5. 5.- Compounds of the. formula (I), according to claim 3, characterized in that one or both radicals R and R represent benzyl, which is substituted by a sulfonyl, sulfenyl, thiocyano or phosphoryl radical of the formulas -S02-A; -SO-A, -S-A, -P (Hal) 2, -P (OR) 2, -P (NR'R ") 2, where Hal means halogen, A means halogen, hydroxy, -OR, -NH2, -NHR ', -NR'R ", R means alkyl, alkenyl, alkynyl, aryl or aralkyl if substituted, R' means alkyl, aryl or optionally substituted aralkyl, R "means optionally substituted alkyl, aryl or aralkyl, and the radicals R 'and R" signify, together with the boundary nitrogen atom, a substituted heterocyclic radical, which may contain in addition other heteroatoms such as N, O or S, and in which otherwise the moieties have the meaning indicated in claim 3.
6. 6. Endoparasiticidal agents characterized in that they have a content of at least one sulphonylated, sulfonylated cyclic depsipeptide. , thiocyanated and / or aromatically phosphorylated with 6 to 24 ring atoms, which consists of α-hydroxycarboxylic acids and α-amino acids and which contains at least one phenyl residue, which is sulfonylated, sulfenylated, thiocyanated and phosphorylated according to claim 2.

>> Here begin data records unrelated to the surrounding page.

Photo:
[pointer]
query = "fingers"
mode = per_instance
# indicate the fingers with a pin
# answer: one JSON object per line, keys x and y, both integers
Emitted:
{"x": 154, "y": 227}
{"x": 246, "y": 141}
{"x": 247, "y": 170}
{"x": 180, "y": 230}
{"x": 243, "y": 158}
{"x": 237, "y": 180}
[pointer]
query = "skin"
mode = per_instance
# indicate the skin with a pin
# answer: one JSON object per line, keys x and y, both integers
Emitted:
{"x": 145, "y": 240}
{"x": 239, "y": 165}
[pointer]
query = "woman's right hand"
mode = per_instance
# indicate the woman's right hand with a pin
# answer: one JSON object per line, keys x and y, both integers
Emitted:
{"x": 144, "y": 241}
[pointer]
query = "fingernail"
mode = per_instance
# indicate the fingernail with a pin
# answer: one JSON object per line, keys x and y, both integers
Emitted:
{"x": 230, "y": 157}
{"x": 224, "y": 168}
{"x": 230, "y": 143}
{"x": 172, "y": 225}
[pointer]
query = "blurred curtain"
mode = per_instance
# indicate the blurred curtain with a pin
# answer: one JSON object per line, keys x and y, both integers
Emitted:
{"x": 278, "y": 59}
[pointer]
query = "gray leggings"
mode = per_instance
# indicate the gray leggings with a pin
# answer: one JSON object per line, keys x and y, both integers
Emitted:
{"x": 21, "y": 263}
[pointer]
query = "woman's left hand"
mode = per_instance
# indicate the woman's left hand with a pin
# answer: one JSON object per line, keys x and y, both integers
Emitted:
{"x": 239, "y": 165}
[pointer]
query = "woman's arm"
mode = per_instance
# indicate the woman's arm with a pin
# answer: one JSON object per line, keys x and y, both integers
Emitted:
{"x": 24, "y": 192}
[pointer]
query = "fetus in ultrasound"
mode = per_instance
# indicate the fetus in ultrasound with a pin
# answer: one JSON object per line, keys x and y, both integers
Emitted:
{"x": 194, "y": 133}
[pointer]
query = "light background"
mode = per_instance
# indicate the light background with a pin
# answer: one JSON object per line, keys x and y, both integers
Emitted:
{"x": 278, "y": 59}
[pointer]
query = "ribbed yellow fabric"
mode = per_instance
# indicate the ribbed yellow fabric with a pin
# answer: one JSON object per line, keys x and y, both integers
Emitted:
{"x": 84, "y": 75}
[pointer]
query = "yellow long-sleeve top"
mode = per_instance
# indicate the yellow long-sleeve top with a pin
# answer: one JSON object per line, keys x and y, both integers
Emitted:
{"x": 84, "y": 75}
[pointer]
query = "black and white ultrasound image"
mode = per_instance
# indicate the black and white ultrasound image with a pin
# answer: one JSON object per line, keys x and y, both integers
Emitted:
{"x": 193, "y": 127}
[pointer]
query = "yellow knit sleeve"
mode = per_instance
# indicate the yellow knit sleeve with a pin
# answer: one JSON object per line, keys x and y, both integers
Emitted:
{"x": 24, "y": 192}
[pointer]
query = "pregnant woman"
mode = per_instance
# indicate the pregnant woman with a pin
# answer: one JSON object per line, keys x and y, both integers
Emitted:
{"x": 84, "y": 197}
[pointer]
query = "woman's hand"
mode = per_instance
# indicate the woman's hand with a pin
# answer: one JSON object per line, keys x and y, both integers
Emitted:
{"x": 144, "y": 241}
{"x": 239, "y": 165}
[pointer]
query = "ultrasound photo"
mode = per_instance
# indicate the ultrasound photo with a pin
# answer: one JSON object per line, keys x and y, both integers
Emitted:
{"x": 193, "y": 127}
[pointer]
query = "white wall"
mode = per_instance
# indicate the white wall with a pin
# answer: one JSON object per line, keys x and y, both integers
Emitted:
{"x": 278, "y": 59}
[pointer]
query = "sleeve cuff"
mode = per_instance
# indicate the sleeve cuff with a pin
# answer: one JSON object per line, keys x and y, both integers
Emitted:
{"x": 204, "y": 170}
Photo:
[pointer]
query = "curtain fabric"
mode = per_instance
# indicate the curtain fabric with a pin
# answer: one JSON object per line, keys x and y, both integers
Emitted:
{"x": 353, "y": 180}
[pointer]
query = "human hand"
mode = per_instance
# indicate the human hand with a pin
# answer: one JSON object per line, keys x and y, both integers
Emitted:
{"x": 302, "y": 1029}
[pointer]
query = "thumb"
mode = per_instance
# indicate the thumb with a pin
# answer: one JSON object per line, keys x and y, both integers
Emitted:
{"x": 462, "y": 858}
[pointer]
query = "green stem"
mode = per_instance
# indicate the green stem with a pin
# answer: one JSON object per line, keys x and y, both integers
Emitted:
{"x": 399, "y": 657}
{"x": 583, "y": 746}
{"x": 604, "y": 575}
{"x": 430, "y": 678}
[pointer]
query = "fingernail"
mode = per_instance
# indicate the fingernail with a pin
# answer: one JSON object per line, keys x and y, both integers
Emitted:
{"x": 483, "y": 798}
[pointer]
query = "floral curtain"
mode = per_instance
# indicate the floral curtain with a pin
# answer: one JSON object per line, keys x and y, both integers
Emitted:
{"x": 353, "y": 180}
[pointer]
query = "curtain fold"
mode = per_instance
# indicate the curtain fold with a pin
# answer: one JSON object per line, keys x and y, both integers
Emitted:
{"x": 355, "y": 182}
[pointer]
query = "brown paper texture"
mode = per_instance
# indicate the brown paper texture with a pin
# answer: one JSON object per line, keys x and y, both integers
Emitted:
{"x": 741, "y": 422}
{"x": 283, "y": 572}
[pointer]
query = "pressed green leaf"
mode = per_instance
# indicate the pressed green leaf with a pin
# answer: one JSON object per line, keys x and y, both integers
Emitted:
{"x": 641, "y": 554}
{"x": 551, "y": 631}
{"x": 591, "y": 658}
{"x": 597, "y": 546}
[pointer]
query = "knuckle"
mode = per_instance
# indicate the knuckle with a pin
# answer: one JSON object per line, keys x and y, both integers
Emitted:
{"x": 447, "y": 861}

7. 7.- Use of cyclic sulfonyl, sulfenylated, thiocyanated and / or aromatically phosphorylated depsipeptides with 6 to 24 ring atoms, which are constituted by α-hydroxycarboxylic acids and α-amino acids and which contain at least one phenyl residue, which is sulfonylated, sulfenylated, thiocyanated and / or phosphorylated according to claim 2 for the control against endoparasites.
8. 8. Use of cyclic sulfonyl, sulfenylated, thiocyanated and / or aromatically phosphorylated depsipeptides having 6 to 24 ring atoms, which are constituted by α-hydroxycarboxylic acids and α-amino acids and which contain at least one phenyl residue, which is sulfonylated, sulfenylated, thiocyanated and / or phosphorylated according to claim 2, for the preparation of endoparasitic agents.